Everyone kept telling me that I should read George Orwell and near the end of grade nine I tracked down a copy of Animal Farm. It was okay, yes just okay. My problem was I knew what was going to happen. I hate reading books when I know what is going to happen and it was so obvious. I moved on and read Homage to Catalonia and Down and out in Paris and London. I was in love and awe of his writing and his life. I wanted to go on adventures and see the world.

Then I picked up Shooting an elephant a collection of Orwell’s essays, when he is truly at his best. In there is an essay titled Some thoughts on the common toad. In my opinion this is Orwell’s best writing, and potentially the best writing in the English language. As I read I was blown away and caught up. This was it. I wanted to make someone feel the way I had just felt. I wanted to express what Orwell had just expressed. I wanted to be a writer. That was the moment. That is the best thing that I’ve ever read. Ever.

The toad, unlike the skylark and the primrose, has never had much of a boost from poets. But I am aware that many people do not like reptiles or amphibians, and I am not suggesting that in order to enjoy the spring you have to take an interest in toads. There are also the crocus, the missel-thrush, the cuckoo, the blackthorn, etc. The point is that the pleasures of spring are available to everybody, and cost nothing. Even in the most sordid street the coming of spring will register itself by some sign or other, if it is only a brighter blue between the chimney pots or the vivid green of an elder sprouting on a blitzed site. Indeed it is remarkable how Nature goes on existing unofficially, as it were, in the very heart of London. I have seen a kestrel flying over the Deptford gasworks, and I have heard a first-rate performance by a blackbird in the Euston Road. There must be some hundreds of thousands, if not millions, of birds living inside the four-mile radius, and it is rather a pleasing thought that none of them pays a halfpenny of rent.

A story about a toad becomes about the coming of spring and the beauty of nature. Orwell used this simple creature and told a much broader story with it.

For whatever reason I don’t write a lot of essays in the way that Orwell does. I suppose that if I was reading some of his collected works I would likely take on some of his tone in my writing, as often happens with the best writers. Nowadays I identify more with his travel writing and memoir, even though I still count 1984 among my all time favourite books. Homage to Catalonia and Down and out in Paris and London are more similar to my current favourite writers like Karl Taro Greenfeld and Peter Hessler.


Now for the challenge bit: I will try and write an Orwell inspired take on my favourite element of spring.


June announces its arrival in Calgary in the usual way. The snow begins to melt, and for one month, and one month only it is going to rain.
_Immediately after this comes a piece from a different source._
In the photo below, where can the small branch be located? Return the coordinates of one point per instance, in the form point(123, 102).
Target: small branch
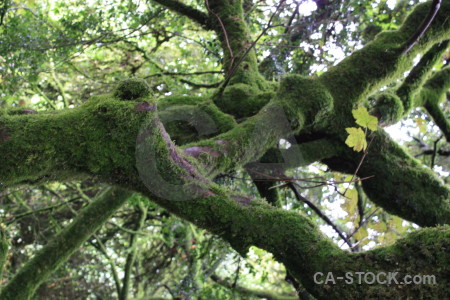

The snow pack in the mountains begins to thaw, and rivers and creeks swell.

The bow ceases to be covered with a thin layer of ice. The water creeps up along the banks rising to the layers of gravel left behind after the last spring and submerging the more courageous trees that grow in the flood plain.

Then there is the rain. Rain becomes the usual weather. Rain coats are donned and wellies extracted. Umbrellas are brought to work and forgotten on buses.

Occasionally there is the excitement of a heavier than normal rainfall. The creek in the park near my house swells approaching its banks. It becomes marshy and one must be careful where to walk.

Then there is a true flood. The rain pours down and the melt off is fiercer than usual. You can stand and watch as it fills up fields and becomes more of a river. Sometimes ripping up the concrete path along the way. The water is so powerful, visibly powerful.

Then there is average rain. There is the joy of looking out the window at work and watching people flee the rain or just watching it pour down into the back alley way.

Spring brings change with it and this is mostly in terms of weather. In Calgary it marks the time between the melting of snow (a season that is sometimes synonymous with winter) and the heat of the summer. For me it is the rain. The rain that Calgary never gets except for one magical month a year when the snow is gone and plants are starting to bloom.

It is a time of change and possibility. Classes are over and the summer is just beginning. It is a time of summer jobs and having money for a change. The long months of winter are over, and coats can be put away. They are no longer needed. Spring is here.